Supporting data type

Constant can only contain scalar data type value. That is boolean, integer, float, and string.

<?php
     const IS_IT_YEAR_2002 = FALSE;  // boolean as a value stored in constant IS_IT_2002.
     const DAYS_OF_WEEK = 7;  // number as a value stored in constant DAYS_OF_WEEK.
     const REMAINING_MONEY = 100.25;  // float as a value stored in constant DAYS_OF_WEEK.
     const SITE_NAME = “Schools of Web”;  // string as a value stored in constant SITE_NAME.
 ?>

Scope of a constant

  1. The scope of a defined constant is global. The means after defining a constant, you can access constants anywhere in your script.
  2. If another php script is included later after defining the constant, the constant can be accessed in that script too. (you’ll learn how to include a PHP script in another PHP script later.)

Accessing value of a constant

You can access constant in 2 ways.

  1. Using echo/print

    To display the constant, use echo or print in front of it.
    Syntax
    echo CONSTANT_NAME;
    print CONSTANT_NAME;

    Example

    <?php
        echo CONSTANT_NAME;
    ?>
    
  2. Using constant() function

    Syntax
    echo constant(“CONSTANT_NAME”);

    Example

    <?php
        echo constant(“SITE_NAME”); // output: Schools of web
    ?>
    

    When constant is useful:
    Sometimes you need to get the constant name dynamically – using variable name or return value from a function. In these cases, constant() function is useful. For example, in the following example the constant name (SITE_NAME) is being stored in a variable ($any_variable), then the variable is using to get the constant name using constant() function.

    <?php
    define("SITE_NAME", “Schools of Web”);
    $any_variable = "SITE_NAME";
    echo constant($any_variable);  //Schools of Web
     ?>
    

Difference between variable and constant

Variable Constant
Variable name must starts with $ sign Constant name can’t be started with $ sign
Variable value can only be assigned by assignment operator (=) Constant may be not defined only with assignment operator (using cons keyword), but also with define() function.
Variable can only be accessed within its scope.
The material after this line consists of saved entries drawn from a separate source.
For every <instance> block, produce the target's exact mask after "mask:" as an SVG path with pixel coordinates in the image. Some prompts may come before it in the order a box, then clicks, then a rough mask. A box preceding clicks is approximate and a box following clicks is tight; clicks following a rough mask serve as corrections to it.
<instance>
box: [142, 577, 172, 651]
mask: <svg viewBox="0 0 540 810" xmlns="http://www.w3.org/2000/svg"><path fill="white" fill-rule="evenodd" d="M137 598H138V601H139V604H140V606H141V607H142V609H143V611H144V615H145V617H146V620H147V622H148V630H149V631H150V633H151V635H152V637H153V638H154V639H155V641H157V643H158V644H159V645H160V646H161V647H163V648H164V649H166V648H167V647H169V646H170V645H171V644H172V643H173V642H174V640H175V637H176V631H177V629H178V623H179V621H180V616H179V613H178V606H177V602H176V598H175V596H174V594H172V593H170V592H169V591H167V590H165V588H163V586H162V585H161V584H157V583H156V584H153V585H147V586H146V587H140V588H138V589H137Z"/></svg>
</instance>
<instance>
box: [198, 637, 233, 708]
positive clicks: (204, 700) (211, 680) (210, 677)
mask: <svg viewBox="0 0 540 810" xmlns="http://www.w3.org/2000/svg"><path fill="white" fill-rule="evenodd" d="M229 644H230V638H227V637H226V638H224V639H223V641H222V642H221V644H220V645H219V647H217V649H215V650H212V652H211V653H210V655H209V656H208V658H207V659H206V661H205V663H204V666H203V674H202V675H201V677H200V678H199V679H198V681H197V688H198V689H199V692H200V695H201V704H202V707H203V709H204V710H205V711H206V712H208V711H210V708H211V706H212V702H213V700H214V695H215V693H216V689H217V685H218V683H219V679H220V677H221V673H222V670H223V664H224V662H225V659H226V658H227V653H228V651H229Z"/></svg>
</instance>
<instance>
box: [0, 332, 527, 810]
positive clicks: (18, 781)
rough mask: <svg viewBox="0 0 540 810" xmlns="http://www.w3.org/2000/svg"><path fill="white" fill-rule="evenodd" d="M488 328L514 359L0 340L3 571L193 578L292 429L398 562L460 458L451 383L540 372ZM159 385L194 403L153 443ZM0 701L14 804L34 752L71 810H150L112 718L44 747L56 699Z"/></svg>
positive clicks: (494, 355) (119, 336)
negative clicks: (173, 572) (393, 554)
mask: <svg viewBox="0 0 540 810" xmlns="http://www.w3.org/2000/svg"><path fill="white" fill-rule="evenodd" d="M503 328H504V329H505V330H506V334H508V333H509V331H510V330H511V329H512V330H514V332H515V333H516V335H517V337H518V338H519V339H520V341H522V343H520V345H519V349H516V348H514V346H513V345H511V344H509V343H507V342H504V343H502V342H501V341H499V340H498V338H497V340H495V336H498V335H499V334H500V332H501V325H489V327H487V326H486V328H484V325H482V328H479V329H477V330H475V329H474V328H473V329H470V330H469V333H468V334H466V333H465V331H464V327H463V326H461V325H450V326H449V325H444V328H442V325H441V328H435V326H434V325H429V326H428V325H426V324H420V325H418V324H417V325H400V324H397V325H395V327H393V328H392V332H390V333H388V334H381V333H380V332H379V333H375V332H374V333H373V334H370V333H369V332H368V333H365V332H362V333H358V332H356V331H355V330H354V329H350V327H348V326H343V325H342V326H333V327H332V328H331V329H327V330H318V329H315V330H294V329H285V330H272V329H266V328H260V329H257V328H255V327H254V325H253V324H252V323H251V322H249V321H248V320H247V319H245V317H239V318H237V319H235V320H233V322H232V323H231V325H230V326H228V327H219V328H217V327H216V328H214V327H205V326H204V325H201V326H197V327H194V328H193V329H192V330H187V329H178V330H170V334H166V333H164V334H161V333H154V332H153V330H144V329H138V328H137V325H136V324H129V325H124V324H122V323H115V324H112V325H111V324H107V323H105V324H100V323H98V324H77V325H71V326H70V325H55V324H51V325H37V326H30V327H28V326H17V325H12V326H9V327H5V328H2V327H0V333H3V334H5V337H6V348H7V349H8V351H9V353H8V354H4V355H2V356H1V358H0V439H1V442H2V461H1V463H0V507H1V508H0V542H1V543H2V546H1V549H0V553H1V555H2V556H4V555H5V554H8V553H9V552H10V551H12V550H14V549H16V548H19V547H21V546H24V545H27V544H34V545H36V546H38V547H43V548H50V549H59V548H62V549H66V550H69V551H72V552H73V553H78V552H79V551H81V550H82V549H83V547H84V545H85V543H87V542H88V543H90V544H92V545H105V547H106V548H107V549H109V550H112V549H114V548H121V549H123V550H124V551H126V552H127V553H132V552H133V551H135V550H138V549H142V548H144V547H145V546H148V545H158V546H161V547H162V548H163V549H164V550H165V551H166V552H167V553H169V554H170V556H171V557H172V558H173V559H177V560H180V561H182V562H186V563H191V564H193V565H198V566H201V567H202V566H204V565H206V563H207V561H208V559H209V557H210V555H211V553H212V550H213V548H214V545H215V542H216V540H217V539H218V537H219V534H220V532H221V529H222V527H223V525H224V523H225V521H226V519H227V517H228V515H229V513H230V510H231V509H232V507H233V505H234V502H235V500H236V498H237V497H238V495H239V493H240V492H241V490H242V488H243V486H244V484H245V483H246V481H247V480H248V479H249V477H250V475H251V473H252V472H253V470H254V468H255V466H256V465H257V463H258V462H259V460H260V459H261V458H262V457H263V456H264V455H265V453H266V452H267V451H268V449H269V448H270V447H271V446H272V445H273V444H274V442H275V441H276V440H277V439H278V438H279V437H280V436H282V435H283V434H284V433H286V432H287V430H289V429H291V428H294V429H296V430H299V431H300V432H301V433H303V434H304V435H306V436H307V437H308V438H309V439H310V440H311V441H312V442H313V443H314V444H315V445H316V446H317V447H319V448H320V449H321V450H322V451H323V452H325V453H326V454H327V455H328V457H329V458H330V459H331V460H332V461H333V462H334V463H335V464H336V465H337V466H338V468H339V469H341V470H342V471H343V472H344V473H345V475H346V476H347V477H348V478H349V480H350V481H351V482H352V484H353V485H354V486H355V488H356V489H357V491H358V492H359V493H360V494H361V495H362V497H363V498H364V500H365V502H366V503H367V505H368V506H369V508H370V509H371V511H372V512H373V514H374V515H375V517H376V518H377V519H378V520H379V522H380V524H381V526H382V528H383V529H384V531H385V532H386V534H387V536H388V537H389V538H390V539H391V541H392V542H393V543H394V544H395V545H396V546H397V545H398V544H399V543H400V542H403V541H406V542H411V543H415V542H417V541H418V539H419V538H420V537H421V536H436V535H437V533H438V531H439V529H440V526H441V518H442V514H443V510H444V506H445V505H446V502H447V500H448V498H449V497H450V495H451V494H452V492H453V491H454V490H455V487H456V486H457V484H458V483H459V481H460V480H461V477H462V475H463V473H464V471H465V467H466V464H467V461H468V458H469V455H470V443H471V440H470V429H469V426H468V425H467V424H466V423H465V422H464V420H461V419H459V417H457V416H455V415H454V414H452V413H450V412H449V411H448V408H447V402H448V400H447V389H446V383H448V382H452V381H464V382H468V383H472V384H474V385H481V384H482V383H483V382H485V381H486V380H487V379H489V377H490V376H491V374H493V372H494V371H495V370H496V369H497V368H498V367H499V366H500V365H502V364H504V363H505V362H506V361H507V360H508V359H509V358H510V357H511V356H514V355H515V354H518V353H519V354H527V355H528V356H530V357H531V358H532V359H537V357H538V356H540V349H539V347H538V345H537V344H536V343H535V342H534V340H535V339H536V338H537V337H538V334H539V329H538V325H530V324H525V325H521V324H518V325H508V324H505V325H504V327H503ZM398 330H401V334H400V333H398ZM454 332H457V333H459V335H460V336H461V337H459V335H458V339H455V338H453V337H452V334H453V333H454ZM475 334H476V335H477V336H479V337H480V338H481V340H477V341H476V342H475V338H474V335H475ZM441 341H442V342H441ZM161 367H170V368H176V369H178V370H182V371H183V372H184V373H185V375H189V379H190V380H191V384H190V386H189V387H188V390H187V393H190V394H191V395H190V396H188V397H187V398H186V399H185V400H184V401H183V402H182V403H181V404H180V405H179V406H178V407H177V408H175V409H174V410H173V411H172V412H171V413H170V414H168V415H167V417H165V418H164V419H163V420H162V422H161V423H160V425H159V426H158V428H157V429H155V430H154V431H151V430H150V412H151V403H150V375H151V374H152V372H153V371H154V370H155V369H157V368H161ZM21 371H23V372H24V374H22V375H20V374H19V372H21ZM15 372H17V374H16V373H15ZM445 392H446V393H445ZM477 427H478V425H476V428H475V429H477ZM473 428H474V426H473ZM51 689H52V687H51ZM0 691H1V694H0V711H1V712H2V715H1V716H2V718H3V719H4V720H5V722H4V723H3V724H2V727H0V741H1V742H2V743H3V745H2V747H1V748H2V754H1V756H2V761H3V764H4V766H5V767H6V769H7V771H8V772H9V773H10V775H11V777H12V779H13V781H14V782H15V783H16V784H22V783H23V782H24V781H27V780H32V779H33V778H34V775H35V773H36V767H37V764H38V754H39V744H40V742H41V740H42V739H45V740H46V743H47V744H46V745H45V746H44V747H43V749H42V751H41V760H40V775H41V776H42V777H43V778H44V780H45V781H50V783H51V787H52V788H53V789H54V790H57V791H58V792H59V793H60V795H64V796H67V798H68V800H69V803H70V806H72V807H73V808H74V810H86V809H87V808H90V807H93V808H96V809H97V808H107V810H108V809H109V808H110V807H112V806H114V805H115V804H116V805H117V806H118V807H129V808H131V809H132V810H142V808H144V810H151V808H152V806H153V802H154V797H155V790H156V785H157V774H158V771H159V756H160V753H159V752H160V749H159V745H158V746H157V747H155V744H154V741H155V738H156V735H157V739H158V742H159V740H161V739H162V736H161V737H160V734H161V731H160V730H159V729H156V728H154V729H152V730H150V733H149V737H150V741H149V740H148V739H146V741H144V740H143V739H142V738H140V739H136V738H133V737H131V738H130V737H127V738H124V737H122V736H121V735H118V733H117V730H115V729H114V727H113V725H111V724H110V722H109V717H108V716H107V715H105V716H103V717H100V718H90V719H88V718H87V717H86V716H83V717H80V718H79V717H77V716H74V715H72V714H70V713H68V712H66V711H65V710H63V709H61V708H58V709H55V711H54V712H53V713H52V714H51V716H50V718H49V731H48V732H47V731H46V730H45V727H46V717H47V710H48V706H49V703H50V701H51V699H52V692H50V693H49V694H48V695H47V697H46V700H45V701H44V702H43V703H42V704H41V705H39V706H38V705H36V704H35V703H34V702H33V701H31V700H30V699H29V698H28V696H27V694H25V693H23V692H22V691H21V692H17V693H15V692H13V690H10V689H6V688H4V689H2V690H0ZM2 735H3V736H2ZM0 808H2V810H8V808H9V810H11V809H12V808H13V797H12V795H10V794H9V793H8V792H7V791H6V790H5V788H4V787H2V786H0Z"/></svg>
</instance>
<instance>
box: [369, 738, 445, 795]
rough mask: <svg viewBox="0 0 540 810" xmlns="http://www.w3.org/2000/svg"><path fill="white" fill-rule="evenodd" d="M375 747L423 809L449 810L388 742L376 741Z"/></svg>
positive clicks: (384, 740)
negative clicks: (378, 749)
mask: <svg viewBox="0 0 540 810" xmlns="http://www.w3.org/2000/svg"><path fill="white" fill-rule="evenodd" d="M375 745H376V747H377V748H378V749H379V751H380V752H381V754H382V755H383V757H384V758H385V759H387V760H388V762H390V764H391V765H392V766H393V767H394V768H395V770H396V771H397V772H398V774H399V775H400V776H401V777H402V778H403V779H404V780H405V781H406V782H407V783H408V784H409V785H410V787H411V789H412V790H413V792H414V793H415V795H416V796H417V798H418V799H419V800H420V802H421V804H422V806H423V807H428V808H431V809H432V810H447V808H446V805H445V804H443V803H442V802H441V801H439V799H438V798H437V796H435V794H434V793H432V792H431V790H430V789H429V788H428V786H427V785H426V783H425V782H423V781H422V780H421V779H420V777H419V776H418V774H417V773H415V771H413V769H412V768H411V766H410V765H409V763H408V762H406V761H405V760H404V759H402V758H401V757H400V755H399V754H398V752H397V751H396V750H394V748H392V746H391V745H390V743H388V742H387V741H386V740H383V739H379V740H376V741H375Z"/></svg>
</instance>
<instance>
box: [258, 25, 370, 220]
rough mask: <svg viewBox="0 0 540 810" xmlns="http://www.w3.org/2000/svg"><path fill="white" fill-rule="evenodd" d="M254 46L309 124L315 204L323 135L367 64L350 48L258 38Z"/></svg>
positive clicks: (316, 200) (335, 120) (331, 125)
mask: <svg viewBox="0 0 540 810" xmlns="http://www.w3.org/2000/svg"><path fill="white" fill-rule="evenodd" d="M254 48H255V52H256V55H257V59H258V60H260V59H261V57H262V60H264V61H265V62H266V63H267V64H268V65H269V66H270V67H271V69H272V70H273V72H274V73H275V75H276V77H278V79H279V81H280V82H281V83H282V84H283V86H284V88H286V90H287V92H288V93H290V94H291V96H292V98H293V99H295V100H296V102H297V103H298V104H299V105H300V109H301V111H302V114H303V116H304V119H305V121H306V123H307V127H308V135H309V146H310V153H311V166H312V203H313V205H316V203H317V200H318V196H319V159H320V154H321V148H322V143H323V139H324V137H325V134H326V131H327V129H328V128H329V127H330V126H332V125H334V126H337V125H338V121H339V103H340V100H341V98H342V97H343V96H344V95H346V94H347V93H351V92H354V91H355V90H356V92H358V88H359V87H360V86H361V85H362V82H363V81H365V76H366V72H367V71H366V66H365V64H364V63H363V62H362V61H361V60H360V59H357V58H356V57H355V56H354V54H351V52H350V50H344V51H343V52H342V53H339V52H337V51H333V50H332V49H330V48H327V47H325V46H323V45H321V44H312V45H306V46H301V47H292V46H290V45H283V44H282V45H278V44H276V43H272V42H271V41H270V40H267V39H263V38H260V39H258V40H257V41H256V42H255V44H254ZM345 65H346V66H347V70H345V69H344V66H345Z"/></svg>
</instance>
Once declared constant can be access anywhere in the script
Variable’s value can be redefined after it is assigned. Constant can’t be redefined or undefined once it is set.
Other than scalar value, variable can contain compound (array, object), special value (resource, NULL) On the other hand, constant can only contain scalar type (boolean, integer, float, and string) value.
Variables used in heredoc syntax may be interpreted. Constant used in heredoc syntax are not interpreted.

Predefined constants

PHP comes with lots of predefined constants. These constants are available to any scripts that PHP runs.

Magic constants

  1. There are eight predefined constants called magic constants.
  2. These constants start and end with two underscores, and are case insensitive.
  3. These are useful for beginners to learn.

List of magic constants with description-

Constant name Description Version
__LINE__ The line number of the script that contains this constant.
__FILE__
  1. Full path and file name where this constant is defined.
  2. If it is inside included file, it shows included file’s name.
4.0.2
__DIR__ The directory of the script that contains this constant. 5.3.0
__FUNCTION__ The name of the function that constants this constant. 4.3.0
__CLASS__ The name of the class that contains this constant. 4.3.0
__TRAIT__ The name of the trait that contains this constant. 5.4.0
__METHOD__ The name of the method that contains this constant. 5.0.0
__NAMESPACE__ The name of the current namespace (case sensitive) 5.3.0

Example

<?php
     echo __LINE__; // output: 2
     echo __DIR__; //
?>

Explanation:
The above example shows the use of two constant. If you paste the above codes in your script, it will show 2 as output for line no 2, as the __LINE__ constant is written in the second line. The next constant __DIR__ will display the directory name of the script the script the line is written into.